A phrase with blanks was given and viewers had to quickly guess what words filled in the blanks.

Quiz Time
Five questions were presented and viewers texted in their answers. Players scored more points based on how quick they answered. During the Playalong period until the debut of the Bonus Ball Bonanza, winners won £10 if they had the highest score.

Games only played on Playalong

String 'Em In
Letters were displayed on a grid, and viewers had to create words using letters that touched. There were often bonuses for using uncommon letters such as Q and Z, and there were also "bonus letters" which could award more points if used. High scoring words were usually replaced by new letters.

Space Wars
Space Wars debuted on 7 August 2006. To shoot at enemies, the viewers texted in an angle (0°-360°) and a missile was shot out of the base at that angle. The player's screen name was shown above the missile so they would know which missile was theirs. If an enemy was hit, points were scored.

Prizes
After each game, a high scoring player was transferred to play a game live in the studio. The player was guaranteed a prize of £20 (£30 on Play DJ Late), but could also win to win up to £1000.
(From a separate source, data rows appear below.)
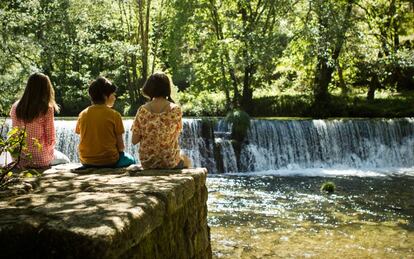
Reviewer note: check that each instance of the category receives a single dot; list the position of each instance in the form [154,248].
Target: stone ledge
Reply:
[100,213]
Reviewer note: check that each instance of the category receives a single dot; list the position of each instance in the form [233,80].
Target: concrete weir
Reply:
[108,213]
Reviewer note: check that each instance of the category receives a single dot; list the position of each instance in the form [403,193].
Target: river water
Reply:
[265,201]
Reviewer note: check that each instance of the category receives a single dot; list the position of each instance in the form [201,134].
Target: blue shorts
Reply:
[124,160]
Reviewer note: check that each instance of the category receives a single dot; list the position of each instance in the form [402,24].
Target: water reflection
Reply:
[279,217]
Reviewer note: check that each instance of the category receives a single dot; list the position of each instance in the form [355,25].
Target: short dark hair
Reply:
[100,88]
[157,85]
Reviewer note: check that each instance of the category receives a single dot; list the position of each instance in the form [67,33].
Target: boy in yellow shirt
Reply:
[101,129]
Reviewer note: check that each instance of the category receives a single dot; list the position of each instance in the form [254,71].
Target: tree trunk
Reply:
[374,85]
[342,85]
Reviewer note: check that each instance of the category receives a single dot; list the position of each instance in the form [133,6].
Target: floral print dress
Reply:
[158,137]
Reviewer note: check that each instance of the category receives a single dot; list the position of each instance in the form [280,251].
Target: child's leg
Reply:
[59,158]
[125,160]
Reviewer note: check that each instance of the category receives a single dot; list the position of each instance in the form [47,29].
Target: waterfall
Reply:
[340,143]
[279,144]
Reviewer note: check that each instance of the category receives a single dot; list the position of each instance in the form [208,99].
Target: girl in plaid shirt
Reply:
[34,112]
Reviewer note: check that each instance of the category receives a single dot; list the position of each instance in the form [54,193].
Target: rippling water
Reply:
[265,215]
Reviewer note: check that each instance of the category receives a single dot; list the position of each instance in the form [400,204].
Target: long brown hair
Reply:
[38,96]
[157,85]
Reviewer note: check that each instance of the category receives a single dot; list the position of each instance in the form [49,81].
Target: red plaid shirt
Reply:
[43,129]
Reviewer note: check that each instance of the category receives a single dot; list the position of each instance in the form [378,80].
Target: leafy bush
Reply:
[15,144]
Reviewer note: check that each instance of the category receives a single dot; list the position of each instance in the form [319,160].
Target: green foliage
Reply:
[240,124]
[14,143]
[219,53]
[328,187]
[203,103]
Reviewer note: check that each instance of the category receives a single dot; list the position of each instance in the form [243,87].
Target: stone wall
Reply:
[108,214]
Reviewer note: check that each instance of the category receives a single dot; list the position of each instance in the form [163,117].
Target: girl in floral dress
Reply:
[157,126]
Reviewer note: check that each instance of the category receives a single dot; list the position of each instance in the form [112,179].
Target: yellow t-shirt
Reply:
[99,126]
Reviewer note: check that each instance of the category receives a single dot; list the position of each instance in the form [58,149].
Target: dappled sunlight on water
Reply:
[279,217]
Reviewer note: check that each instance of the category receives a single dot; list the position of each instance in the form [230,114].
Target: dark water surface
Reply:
[269,216]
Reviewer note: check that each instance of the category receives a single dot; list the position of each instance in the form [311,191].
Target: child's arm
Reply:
[49,127]
[120,143]
[136,137]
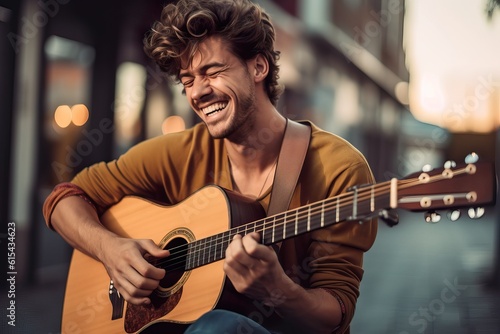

During the day, players were selected using a drawing, while on Play DJ Late, the "Wheel of Wonga" was used to select a player.

Bonus Ball Bonanza
The Bonus Ball Bonanza was the bonus game used on ITV Playalong. High scoring players were sent five numbers in a text message, and a lottery drawing was held on air with 25 numbers.

ITV Playalong Live
For three months prior to Play DJ'''s launch in November 2006, a spin-off began airing called Playalong Live. The show was the same, but it featured a live voiceover presented by Nigel Mitchell. Ideas from this period (such as the presenter and a live chat box which was introduced) were later rolled into Play DJ''.

Former presenters
 Nigel Mitchell – former DJ on Capital Disney, and former presenter of Disney Channel UK.
 Ruth Frances – Former presenter of Quiz Call and Sky Sports.
 Mark Ryes – Former Bid TV presenter and radio DJ.
 Amy Garcia – Former presenter of Disney Channel UK, Chase-It and Quiz TV.
 Emma Lee – Former presenter of The Great Big British Quiz and Disney Channel UK.
 Tim Dixon – Former presenter of Quiz Nation and The Great Big British Quiz.